Arl13b is an ARF family small GTPase with the GTPase domain at the N terminus followed by a C-terminal region containing a coiled coil domain. Both regions are essential for its ciliary localization and in vivo function.¹¹ Not surprisingly, the W82X truncation, which removes more than one half of the GTPase domain and the entire C–terminal region, abolishes its function. Previous structural study on the Arl13b homolog in Chlamydomonas reinhardtii suggests that R79 and R200 residues may be involved in stabilizing the conformation of activated Arl13b.⁵² Interestingly, although located in the small GTPase domain and conserved from Caenorhabditis elegans to human, Y86 is not conserved in C. reinhardtii. The effective localization of Y86C to cilia suggests that its reduced function is not caused by trafficking defects. Moreover, all three missense mutants seem to be as stable as the wild-type protein.
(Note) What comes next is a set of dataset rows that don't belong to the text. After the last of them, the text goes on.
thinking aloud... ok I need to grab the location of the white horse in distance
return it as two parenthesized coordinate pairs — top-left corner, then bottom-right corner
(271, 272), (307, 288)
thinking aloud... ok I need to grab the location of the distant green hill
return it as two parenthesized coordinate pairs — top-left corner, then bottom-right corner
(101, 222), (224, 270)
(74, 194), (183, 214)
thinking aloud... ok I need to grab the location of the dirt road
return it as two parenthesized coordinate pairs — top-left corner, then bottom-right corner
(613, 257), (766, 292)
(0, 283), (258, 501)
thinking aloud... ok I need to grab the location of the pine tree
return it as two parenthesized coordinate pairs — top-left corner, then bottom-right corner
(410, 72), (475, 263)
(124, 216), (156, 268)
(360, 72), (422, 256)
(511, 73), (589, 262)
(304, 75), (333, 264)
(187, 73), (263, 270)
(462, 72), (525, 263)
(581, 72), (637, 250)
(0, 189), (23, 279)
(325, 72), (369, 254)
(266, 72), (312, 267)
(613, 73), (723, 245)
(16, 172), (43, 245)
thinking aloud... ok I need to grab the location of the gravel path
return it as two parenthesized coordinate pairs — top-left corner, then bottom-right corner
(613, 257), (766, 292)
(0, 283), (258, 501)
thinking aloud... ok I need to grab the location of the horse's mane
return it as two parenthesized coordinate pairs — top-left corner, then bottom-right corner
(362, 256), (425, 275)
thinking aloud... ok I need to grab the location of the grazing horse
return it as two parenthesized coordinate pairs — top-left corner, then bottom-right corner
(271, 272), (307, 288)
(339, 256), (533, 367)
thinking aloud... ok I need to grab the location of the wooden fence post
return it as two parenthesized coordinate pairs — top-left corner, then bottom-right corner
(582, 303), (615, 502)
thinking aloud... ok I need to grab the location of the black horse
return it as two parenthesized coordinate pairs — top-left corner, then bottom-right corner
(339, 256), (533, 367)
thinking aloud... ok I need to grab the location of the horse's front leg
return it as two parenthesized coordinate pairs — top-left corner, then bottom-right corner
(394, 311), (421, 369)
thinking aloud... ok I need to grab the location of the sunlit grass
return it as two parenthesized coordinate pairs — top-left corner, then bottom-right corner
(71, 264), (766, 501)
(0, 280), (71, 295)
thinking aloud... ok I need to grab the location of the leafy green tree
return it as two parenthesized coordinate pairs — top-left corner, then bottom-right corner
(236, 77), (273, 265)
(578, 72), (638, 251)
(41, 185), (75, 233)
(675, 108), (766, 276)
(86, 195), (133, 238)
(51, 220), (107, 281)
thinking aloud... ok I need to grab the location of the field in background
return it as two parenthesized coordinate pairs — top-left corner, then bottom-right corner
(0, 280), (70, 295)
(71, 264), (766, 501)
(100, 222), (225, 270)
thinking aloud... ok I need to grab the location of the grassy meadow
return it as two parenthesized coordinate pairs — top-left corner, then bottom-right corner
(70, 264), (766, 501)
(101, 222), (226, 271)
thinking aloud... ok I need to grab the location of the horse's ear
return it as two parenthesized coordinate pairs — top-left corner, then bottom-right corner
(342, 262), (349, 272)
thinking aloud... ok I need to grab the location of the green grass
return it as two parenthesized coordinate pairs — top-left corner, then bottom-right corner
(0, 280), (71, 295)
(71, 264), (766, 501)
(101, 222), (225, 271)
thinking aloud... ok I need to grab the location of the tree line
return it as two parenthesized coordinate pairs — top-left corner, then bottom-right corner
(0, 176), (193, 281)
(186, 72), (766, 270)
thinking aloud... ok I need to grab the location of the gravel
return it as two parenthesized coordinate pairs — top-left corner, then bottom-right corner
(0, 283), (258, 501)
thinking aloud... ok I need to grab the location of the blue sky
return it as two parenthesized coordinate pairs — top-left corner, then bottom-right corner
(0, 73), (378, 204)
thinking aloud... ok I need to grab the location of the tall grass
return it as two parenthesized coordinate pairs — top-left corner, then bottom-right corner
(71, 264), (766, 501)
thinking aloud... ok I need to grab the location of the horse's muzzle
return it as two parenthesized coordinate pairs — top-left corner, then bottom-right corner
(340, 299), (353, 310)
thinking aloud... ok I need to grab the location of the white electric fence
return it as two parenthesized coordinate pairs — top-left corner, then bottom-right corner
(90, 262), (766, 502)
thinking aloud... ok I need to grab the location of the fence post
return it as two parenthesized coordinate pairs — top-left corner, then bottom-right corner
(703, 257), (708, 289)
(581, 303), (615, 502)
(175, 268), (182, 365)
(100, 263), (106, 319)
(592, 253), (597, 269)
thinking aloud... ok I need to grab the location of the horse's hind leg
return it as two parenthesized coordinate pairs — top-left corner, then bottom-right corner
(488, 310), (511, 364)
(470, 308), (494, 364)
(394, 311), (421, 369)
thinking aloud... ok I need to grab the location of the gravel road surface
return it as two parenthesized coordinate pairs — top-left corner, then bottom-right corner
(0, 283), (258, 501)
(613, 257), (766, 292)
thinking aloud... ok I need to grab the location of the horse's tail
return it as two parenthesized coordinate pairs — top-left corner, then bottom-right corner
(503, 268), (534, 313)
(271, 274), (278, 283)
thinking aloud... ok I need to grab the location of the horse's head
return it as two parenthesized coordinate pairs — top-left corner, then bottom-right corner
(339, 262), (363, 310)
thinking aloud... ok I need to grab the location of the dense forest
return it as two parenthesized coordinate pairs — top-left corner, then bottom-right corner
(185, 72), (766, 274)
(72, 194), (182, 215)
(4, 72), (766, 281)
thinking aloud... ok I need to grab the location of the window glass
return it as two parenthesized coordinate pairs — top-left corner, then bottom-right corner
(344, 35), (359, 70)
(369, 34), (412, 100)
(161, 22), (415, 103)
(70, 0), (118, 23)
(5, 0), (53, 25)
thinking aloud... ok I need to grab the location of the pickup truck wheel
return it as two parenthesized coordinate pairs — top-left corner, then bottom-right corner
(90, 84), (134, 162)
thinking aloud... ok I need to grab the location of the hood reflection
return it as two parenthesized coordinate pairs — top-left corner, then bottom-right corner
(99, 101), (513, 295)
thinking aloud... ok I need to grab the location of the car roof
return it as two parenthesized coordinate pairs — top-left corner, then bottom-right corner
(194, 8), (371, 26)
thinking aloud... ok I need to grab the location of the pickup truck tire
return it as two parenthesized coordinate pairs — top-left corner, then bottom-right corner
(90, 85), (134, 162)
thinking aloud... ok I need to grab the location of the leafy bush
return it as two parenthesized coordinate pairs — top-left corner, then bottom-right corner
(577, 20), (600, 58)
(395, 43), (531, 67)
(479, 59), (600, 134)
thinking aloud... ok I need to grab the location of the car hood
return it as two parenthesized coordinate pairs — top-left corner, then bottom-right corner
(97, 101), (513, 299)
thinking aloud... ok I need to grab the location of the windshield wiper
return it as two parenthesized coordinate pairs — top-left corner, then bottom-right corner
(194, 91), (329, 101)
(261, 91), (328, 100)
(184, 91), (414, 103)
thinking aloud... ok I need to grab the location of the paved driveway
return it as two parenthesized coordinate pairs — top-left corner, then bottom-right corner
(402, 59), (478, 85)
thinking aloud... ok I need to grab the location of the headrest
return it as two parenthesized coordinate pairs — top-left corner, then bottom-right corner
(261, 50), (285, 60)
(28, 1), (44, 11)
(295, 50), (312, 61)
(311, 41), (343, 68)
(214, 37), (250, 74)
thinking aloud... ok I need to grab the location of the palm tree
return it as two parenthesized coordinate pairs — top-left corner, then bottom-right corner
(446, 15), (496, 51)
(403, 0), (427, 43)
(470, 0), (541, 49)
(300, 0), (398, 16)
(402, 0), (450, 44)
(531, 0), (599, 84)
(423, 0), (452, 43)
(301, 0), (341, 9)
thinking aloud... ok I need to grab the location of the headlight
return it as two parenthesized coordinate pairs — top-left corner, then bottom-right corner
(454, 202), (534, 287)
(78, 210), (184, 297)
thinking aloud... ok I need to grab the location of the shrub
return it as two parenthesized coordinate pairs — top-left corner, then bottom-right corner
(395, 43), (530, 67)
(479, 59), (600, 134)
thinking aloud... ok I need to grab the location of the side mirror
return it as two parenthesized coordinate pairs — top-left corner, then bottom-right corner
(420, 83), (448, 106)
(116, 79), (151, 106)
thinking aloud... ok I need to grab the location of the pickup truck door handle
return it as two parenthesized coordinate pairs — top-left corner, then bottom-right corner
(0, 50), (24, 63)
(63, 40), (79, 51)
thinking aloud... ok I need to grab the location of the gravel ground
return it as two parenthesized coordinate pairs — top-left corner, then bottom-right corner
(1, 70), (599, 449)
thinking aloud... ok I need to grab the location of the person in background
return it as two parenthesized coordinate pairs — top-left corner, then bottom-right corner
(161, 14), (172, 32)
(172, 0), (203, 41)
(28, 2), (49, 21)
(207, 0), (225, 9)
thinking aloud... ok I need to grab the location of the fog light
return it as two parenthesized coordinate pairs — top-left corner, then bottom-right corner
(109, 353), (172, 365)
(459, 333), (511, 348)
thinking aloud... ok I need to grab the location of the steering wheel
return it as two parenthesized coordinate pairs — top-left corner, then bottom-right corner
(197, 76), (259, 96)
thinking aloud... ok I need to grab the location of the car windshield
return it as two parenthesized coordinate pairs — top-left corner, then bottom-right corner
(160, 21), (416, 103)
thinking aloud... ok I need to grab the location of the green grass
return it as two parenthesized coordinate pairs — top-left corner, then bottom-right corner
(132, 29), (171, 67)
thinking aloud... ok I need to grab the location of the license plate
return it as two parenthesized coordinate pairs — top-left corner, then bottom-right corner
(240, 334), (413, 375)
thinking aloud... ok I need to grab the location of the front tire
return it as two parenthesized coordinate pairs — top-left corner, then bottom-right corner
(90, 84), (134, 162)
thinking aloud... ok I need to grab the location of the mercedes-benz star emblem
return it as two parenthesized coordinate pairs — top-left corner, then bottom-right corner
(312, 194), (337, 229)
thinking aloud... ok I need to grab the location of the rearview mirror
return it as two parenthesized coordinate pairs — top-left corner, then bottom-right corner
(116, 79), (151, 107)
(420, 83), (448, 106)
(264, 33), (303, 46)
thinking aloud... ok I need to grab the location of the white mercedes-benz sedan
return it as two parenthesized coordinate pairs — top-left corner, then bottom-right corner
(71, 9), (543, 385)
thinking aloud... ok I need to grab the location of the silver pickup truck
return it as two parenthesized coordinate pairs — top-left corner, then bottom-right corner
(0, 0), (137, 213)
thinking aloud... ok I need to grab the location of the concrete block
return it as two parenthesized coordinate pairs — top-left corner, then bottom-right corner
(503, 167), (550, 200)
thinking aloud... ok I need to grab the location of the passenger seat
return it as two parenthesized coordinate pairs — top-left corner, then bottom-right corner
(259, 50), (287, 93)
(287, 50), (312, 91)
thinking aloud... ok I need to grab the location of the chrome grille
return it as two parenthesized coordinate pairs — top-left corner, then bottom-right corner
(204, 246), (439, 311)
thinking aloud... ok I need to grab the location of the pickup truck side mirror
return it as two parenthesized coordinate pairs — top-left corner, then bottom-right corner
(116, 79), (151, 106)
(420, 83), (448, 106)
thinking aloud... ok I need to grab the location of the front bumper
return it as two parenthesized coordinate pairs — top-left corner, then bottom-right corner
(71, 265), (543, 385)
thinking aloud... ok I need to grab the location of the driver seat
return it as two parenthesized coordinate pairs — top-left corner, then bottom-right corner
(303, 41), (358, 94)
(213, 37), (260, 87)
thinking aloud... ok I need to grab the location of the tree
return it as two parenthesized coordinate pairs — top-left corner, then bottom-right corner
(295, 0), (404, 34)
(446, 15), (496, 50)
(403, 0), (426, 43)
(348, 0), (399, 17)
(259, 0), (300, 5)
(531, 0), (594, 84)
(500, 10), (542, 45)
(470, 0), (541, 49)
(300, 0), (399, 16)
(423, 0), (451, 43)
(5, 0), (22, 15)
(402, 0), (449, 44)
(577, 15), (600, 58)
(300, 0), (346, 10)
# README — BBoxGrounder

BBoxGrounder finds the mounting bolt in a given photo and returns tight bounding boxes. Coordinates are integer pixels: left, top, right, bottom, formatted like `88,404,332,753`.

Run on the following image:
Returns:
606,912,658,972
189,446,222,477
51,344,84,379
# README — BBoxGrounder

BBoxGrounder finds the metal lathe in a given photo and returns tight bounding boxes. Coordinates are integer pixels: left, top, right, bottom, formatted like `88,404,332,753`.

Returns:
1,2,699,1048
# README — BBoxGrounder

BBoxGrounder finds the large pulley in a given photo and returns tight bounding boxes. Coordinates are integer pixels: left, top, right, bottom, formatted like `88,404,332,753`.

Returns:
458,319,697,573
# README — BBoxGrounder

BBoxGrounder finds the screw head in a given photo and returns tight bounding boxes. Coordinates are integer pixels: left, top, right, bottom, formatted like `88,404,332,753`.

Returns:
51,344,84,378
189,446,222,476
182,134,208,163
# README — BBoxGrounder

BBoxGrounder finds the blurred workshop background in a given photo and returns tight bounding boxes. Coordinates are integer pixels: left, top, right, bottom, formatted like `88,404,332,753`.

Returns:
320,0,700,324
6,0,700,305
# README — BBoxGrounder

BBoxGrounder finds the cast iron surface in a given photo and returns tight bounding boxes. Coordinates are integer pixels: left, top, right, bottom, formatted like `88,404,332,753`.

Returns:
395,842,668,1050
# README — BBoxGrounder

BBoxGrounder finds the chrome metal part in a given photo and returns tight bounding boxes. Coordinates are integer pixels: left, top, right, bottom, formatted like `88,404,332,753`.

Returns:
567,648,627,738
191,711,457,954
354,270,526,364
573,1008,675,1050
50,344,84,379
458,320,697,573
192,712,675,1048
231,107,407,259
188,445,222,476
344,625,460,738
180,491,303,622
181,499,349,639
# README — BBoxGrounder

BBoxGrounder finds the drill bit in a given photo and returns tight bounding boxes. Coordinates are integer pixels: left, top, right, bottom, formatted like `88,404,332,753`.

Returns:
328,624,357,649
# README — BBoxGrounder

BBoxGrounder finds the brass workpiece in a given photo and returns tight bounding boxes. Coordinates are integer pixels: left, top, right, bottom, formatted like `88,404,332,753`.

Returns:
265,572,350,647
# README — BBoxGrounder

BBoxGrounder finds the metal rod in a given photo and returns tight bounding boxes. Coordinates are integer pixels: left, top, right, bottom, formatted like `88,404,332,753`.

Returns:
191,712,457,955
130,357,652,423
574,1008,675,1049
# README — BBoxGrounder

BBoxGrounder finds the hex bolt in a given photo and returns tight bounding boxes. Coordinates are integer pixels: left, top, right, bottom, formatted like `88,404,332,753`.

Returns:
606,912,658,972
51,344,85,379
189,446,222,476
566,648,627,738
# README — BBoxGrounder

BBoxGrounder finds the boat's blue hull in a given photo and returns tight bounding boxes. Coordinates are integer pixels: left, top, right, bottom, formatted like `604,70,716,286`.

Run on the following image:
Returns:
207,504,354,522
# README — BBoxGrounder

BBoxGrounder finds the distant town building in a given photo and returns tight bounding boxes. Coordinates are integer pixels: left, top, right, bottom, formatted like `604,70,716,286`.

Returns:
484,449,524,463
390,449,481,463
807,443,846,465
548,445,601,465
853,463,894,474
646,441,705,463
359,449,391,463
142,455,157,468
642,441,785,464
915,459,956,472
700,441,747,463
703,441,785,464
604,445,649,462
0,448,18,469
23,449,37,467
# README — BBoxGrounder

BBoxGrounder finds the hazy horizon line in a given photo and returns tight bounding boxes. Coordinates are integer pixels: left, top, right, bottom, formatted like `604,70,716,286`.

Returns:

Agents stabilizing the conformation of the GTP-bound form of Arl13b could potentially increase or restore the function of these missense mutants.

Concise Methods

Animal Care Ethics

All zebrafish and mouse experiments were performed in Yale University School of Medicine in accordance with Yale University Institutional Animal Care and Use Committee guidelines.

Mouse Breeding

Arl13b^tm1a embryonic stem cell clones were purchased from the EUCOMM (http://www.mousephenotype.org) and then, injected into C57/BL6J blastocysts to generate chimeric mice. Chimeric animals were mated to C57/BL6J mice. Arl13b^tm1a was converted to Arl13b^flox allele by mating with the FLPe transgenic mice. Ksp-Cre was used to delete exon 3, creating Arl13b knockout specifically in the kidney.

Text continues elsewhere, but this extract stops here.